Here is the reality: Teaching is difficult. People and relationships are difficult. After several months of hard work, it is not uncommon to grow weary and to question whether you have made the impact you wanted this year. Yet this is the simple truth that I think we too often forget: You will not be able to change every single student, but every student you can change makes it all worth it. It is not about ensuring that every single one of your students pass the EOC; while that is an amazing goal to strive toward, your students play a very large role in your passing percentage. It is not about simply holding on until the last day of school. It is about the students. It is about making a difference in the life of each student you can while you can. It is about embracing each victory when it happens because every day will not be a victory, but when they come they can change lives and reshape futures.
I’d like to end with a story that you may have heard before, but regardless of how many times I hear it it never loses its impact on me.
Once upon a time, there was an old man who enjoyed traveling down to the ocean to think and to write. One day as he was walking along the shore, he saw a young man engaged in some sort of action further down the shore. He raced to catch up to the young man and saw that he was actually reaching down, picking up small objects, and throwing them into the ocean.
The old man came closer still and called out, "Good morning! May I ask what it is that you are doing?"
The young man paused, looked up, and replied, "Throwing starfish into the ocean."
"I must ask, then, why are you throwing starfish into the ocean?" asked the somewhat startled wise man.
To this, the young man replied, "The sun is up and the tide is going out. If I don't throw them in, they'll die."
Upon hearing this, the wise man commented, "But, young man, do you not realize that there are miles and miles of beach and there are starfish all along every mile? You can't possibly make a difference!"

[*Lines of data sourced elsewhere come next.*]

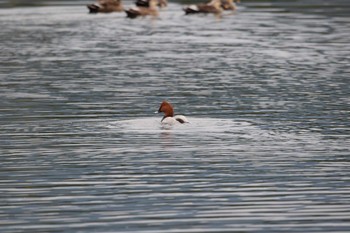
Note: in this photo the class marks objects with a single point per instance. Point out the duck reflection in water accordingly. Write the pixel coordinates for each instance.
(137, 11)
(145, 3)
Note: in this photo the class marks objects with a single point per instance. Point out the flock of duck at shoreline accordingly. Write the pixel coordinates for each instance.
(151, 7)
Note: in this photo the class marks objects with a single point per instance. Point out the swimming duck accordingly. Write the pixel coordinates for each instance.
(214, 7)
(143, 11)
(145, 3)
(169, 117)
(229, 5)
(105, 6)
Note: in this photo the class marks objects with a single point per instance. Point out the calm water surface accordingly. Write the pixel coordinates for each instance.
(266, 91)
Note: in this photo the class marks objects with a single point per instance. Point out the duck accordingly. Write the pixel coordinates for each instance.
(169, 117)
(105, 6)
(229, 4)
(145, 3)
(143, 11)
(214, 7)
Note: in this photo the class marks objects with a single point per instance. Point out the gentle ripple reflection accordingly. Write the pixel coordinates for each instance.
(266, 150)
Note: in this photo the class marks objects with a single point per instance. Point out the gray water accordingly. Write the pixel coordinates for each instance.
(266, 91)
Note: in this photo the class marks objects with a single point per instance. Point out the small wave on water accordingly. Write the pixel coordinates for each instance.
(215, 132)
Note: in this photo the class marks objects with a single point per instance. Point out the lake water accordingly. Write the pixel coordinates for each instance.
(266, 91)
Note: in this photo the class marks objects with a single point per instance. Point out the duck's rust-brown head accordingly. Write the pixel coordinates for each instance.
(167, 109)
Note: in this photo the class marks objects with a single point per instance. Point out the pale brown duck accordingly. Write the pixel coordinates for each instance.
(105, 6)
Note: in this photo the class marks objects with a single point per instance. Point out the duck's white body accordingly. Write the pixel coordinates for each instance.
(178, 119)
(169, 118)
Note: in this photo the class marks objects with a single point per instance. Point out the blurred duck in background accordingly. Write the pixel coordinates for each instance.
(105, 6)
(137, 11)
(229, 4)
(145, 3)
(213, 7)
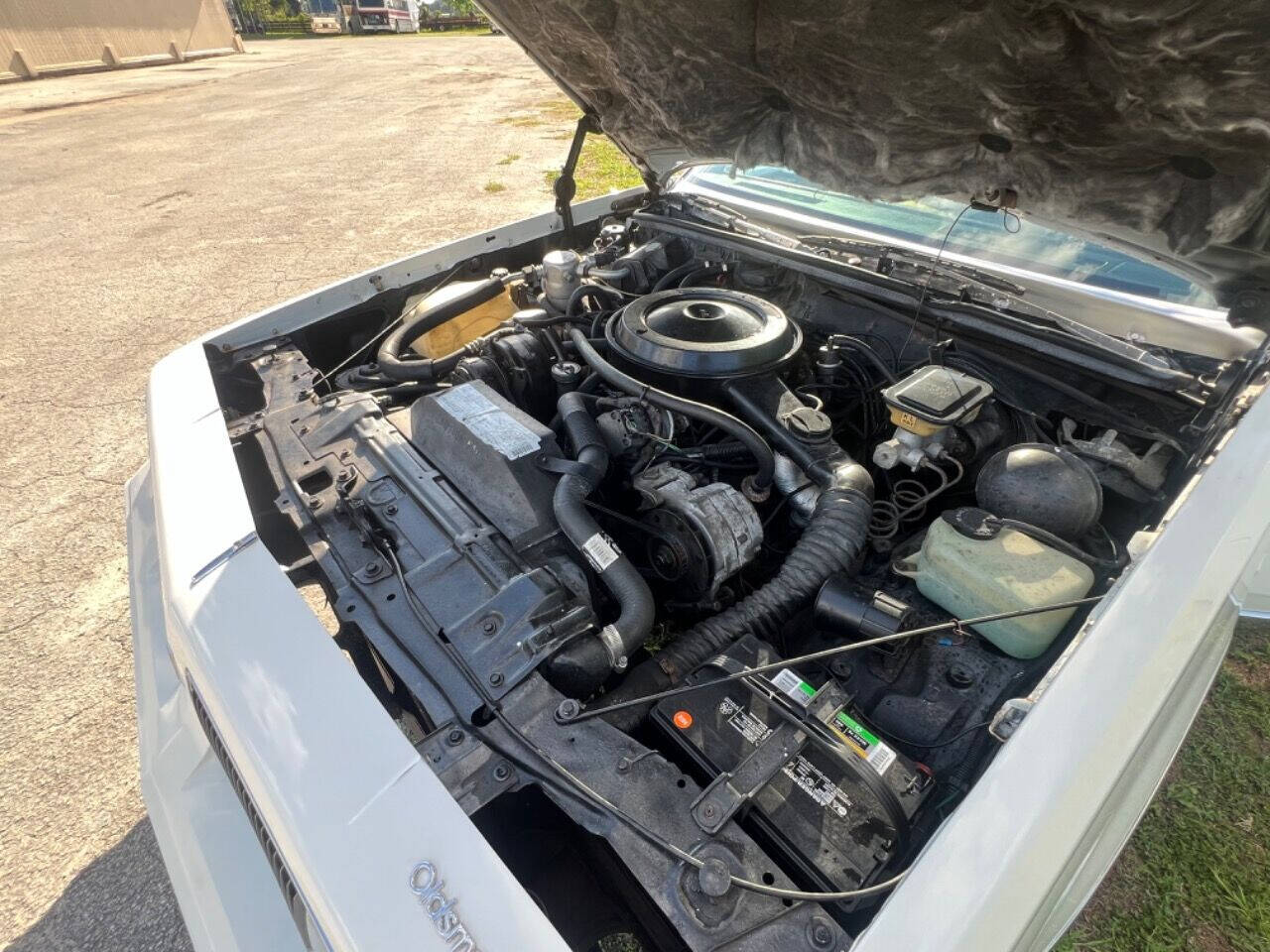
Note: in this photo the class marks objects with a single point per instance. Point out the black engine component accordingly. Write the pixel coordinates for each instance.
(701, 536)
(832, 542)
(488, 448)
(1044, 486)
(838, 810)
(841, 611)
(581, 665)
(681, 338)
(518, 367)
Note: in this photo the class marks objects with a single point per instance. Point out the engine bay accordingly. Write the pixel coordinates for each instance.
(708, 570)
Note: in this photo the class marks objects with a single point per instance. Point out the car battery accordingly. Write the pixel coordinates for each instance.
(838, 811)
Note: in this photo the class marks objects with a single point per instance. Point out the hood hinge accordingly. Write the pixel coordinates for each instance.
(566, 186)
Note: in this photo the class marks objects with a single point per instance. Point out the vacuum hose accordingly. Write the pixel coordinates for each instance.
(581, 665)
(420, 322)
(832, 542)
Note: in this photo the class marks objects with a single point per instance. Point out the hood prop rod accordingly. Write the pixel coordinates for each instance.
(566, 185)
(571, 711)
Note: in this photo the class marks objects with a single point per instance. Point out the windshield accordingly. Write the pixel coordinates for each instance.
(979, 235)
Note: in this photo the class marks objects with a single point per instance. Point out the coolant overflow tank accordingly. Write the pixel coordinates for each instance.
(985, 572)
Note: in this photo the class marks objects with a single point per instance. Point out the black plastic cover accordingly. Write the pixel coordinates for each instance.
(938, 395)
(816, 812)
(489, 451)
(705, 333)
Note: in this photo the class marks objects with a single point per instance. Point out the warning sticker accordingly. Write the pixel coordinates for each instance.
(857, 737)
(599, 551)
(865, 743)
(488, 422)
(807, 775)
(789, 683)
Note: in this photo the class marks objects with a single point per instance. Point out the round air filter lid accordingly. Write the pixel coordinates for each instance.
(705, 333)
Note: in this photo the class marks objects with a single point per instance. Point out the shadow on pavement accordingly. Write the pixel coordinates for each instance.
(121, 901)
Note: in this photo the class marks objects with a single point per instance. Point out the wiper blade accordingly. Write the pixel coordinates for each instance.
(720, 216)
(888, 254)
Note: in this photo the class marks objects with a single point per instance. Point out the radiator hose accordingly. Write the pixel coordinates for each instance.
(417, 322)
(832, 542)
(581, 665)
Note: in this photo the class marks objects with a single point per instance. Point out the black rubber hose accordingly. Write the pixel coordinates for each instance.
(832, 542)
(580, 666)
(729, 424)
(420, 322)
(672, 276)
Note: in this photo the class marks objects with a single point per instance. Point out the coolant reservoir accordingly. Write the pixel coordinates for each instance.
(466, 326)
(971, 571)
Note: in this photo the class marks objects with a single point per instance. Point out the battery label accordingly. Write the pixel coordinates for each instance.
(858, 738)
(789, 683)
(807, 775)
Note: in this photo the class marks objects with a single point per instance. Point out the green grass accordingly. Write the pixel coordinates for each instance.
(601, 168)
(1197, 874)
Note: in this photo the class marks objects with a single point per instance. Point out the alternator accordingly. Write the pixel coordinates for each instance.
(701, 535)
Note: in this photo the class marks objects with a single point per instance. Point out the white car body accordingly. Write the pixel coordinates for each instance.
(348, 810)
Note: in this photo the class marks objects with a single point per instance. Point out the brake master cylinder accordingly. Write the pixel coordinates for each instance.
(922, 407)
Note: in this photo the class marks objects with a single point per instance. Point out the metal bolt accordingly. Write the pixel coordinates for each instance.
(841, 667)
(821, 933)
(960, 676)
(714, 878)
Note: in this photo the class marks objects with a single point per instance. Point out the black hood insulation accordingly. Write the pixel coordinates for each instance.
(1147, 123)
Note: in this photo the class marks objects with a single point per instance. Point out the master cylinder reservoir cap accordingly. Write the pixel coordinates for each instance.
(934, 398)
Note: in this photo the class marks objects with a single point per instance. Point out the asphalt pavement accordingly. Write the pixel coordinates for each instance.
(140, 209)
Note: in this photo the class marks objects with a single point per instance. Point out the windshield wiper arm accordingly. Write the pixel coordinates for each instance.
(887, 254)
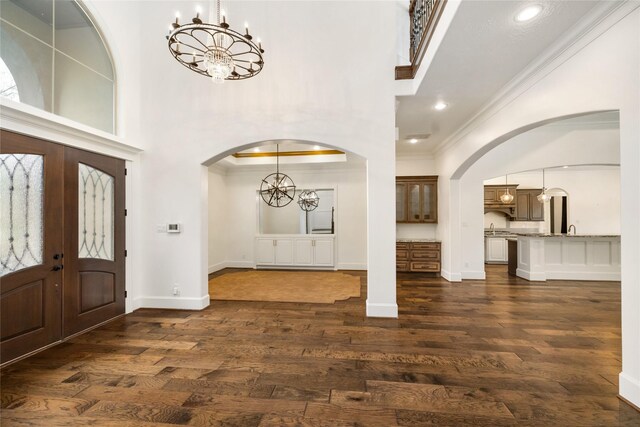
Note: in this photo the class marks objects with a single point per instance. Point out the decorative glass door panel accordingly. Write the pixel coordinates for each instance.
(21, 213)
(94, 240)
(30, 244)
(95, 215)
(62, 223)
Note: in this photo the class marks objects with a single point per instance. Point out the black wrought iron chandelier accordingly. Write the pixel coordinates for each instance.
(277, 189)
(308, 200)
(214, 49)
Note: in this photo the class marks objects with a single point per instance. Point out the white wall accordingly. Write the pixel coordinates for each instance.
(218, 216)
(242, 204)
(562, 86)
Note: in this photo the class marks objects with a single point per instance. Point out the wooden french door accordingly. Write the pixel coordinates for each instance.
(94, 239)
(31, 191)
(62, 221)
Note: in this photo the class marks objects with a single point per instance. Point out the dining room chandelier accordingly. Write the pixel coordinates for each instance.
(277, 189)
(308, 200)
(507, 197)
(214, 49)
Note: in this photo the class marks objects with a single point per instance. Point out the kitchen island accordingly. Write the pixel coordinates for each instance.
(544, 257)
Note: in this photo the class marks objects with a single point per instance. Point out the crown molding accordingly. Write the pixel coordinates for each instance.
(28, 120)
(596, 23)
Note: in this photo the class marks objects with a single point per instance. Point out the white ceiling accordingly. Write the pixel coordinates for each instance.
(482, 51)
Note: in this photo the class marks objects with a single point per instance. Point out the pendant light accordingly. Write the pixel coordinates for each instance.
(277, 189)
(507, 197)
(544, 196)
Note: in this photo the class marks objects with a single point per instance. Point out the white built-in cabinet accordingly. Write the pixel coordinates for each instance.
(295, 251)
(496, 250)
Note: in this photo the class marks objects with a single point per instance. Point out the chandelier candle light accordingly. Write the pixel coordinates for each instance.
(544, 196)
(506, 198)
(214, 49)
(308, 200)
(277, 189)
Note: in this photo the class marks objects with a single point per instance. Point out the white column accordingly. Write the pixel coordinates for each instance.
(381, 239)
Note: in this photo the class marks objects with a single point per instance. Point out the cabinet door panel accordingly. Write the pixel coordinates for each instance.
(536, 209)
(429, 202)
(495, 250)
(284, 251)
(401, 202)
(522, 206)
(415, 214)
(303, 253)
(490, 195)
(265, 251)
(324, 252)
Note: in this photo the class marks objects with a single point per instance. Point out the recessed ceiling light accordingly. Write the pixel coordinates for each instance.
(440, 106)
(528, 13)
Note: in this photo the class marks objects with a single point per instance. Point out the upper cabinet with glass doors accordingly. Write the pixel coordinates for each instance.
(417, 199)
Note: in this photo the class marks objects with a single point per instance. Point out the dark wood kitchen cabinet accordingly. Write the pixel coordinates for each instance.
(421, 257)
(417, 199)
(528, 208)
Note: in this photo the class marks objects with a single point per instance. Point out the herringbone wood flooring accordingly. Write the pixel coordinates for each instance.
(500, 352)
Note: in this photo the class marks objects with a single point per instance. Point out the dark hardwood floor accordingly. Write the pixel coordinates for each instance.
(494, 353)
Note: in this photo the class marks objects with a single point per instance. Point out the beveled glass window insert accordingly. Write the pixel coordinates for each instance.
(21, 211)
(56, 56)
(95, 213)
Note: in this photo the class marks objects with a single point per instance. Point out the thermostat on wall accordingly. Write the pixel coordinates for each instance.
(173, 228)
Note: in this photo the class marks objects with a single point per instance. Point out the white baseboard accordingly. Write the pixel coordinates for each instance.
(577, 275)
(217, 267)
(351, 266)
(473, 275)
(532, 277)
(173, 302)
(239, 264)
(629, 389)
(451, 277)
(382, 310)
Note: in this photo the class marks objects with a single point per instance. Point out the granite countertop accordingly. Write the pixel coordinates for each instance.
(500, 235)
(565, 235)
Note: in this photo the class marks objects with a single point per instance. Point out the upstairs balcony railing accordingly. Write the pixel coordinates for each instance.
(423, 18)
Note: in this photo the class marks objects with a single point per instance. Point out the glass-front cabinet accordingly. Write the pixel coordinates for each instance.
(417, 199)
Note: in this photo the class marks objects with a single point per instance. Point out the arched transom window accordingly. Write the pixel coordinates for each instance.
(54, 58)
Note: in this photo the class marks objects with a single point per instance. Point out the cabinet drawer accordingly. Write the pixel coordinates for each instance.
(425, 255)
(428, 266)
(425, 245)
(402, 266)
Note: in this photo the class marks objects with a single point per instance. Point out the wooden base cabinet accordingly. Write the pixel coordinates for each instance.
(421, 257)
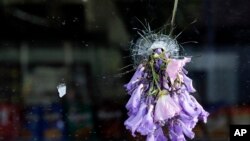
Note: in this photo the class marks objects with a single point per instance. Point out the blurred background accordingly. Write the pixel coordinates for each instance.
(85, 43)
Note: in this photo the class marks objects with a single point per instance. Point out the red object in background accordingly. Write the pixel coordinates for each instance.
(9, 122)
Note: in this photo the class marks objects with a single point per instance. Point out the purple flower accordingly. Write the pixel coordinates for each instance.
(178, 129)
(165, 108)
(136, 78)
(133, 122)
(188, 83)
(159, 135)
(134, 101)
(147, 125)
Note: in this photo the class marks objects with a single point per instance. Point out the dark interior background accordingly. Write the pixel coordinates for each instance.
(85, 43)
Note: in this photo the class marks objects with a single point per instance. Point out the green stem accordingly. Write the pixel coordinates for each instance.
(154, 75)
(173, 17)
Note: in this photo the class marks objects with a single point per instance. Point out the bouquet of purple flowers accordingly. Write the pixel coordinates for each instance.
(160, 92)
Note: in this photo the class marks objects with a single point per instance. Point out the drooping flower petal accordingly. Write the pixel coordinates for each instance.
(134, 101)
(159, 135)
(150, 137)
(166, 108)
(134, 121)
(189, 84)
(147, 125)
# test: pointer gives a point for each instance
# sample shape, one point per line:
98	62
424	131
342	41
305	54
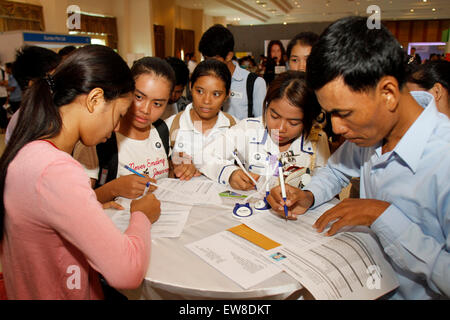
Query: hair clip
50	82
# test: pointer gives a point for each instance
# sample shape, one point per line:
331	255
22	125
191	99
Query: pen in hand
283	189
140	175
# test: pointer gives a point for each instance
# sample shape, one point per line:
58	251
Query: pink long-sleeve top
57	237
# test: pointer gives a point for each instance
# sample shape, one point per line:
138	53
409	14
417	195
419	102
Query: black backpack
108	155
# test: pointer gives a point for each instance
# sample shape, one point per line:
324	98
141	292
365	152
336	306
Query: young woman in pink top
55	237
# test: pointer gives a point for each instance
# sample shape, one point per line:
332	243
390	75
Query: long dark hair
292	86
87	68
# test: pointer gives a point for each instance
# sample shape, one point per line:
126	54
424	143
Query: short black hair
428	74
33	63
216	41
181	70
213	68
361	56
304	38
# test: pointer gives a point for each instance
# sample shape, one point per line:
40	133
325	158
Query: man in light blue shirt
397	143
218	43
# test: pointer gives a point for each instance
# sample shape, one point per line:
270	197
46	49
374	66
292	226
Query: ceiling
253	12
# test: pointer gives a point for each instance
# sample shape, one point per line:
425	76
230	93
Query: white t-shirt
145	156
254	147
191	141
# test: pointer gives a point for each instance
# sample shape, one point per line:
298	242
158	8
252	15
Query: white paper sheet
349	265
236	258
188	192
169	225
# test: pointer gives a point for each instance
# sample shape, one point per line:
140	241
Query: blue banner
59	38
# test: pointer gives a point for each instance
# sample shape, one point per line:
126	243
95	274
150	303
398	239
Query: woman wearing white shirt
202	120
285	133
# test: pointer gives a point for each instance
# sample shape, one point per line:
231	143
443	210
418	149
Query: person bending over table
397	143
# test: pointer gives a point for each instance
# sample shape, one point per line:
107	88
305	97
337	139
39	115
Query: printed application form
237	258
197	191
349	265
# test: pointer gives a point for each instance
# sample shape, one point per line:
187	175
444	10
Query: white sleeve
87	157
218	162
259	94
323	150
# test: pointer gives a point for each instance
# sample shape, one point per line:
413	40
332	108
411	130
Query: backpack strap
163	131
174	129
108	161
230	118
250	88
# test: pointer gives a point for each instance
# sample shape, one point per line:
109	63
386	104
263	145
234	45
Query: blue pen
139	174
283	188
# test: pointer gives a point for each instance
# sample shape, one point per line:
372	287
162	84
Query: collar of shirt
419	132
239	73
299	145
187	124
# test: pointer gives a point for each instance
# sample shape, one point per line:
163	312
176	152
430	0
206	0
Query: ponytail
87	68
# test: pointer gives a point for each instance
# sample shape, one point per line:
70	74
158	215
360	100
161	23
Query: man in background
247	92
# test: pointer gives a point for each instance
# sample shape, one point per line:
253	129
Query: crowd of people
346	104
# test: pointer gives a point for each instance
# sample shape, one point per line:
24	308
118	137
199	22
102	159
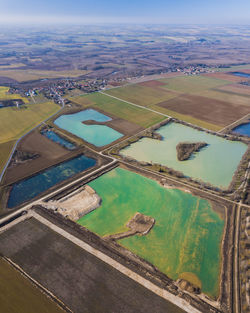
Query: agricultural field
143	93
5	151
15	122
78	278
192	84
23	75
119	109
207	101
18	295
186	239
5	96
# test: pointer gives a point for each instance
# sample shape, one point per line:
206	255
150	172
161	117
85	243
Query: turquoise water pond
214	164
98	135
31	187
243	129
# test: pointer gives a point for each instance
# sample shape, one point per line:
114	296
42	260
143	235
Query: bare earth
207	109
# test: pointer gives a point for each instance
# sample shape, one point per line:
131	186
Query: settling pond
50	134
214	164
31	187
186	237
98	135
243	129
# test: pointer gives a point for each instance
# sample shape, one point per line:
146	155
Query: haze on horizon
131	11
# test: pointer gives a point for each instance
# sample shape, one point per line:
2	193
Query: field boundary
17	142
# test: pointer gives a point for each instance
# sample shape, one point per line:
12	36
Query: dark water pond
31	187
50	134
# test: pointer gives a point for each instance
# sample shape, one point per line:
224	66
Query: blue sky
128	11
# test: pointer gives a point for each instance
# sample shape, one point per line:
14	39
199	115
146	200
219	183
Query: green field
142	95
18	295
5	151
186	238
16	122
5	96
120	109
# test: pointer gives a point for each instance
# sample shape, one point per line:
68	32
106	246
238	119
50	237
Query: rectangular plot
78	278
143	94
210	110
120	109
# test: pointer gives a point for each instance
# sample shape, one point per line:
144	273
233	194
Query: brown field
81	280
152	83
245	71
236	88
209	110
19	295
50	154
225	76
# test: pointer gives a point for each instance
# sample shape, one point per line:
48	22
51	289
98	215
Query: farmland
78	278
23	75
181	241
5	96
15	122
18	295
120	109
210	102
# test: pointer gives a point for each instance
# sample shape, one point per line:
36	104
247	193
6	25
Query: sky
126	11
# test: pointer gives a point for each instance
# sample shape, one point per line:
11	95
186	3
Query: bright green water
187	233
214	164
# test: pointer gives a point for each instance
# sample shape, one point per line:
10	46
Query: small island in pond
186	149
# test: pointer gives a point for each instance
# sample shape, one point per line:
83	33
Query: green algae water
186	237
214	164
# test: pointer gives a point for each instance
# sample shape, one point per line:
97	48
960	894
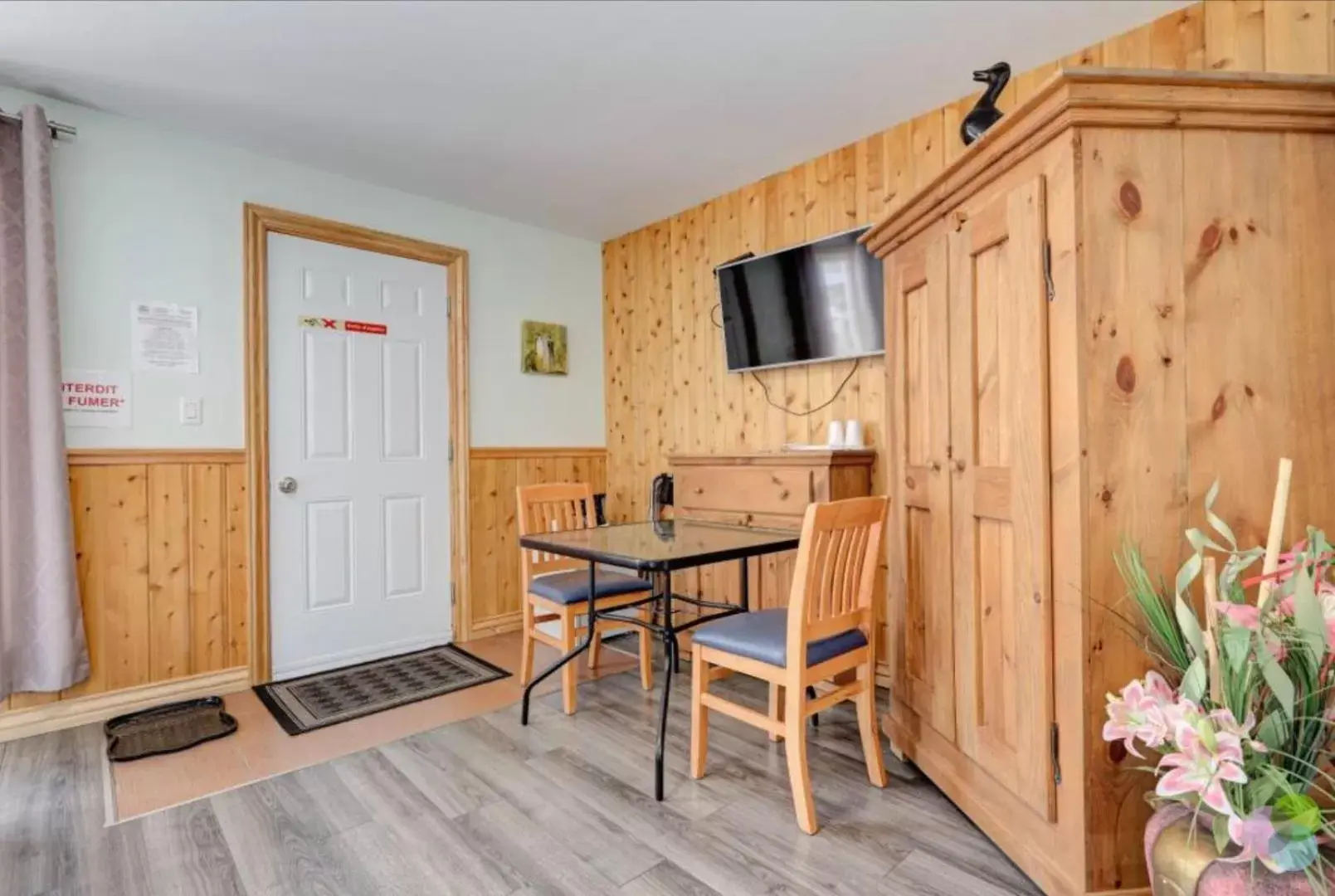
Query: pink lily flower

At this, the young man bent down, picked up yet another starfish, and threw it into the ocean. As it met the water, he said,
"It made a difference for that one.” -Loren Eiseley
What you are doing has made a difference for at least one and that is why you should continue to teach your heart out this year and next year and the next. You are a “great artist,” an artist of “human mind and spirit” in the words of Steinbeck and what a calling you have chosen to follow. Stay strong and take heart, artist; you are making a difference for at least one.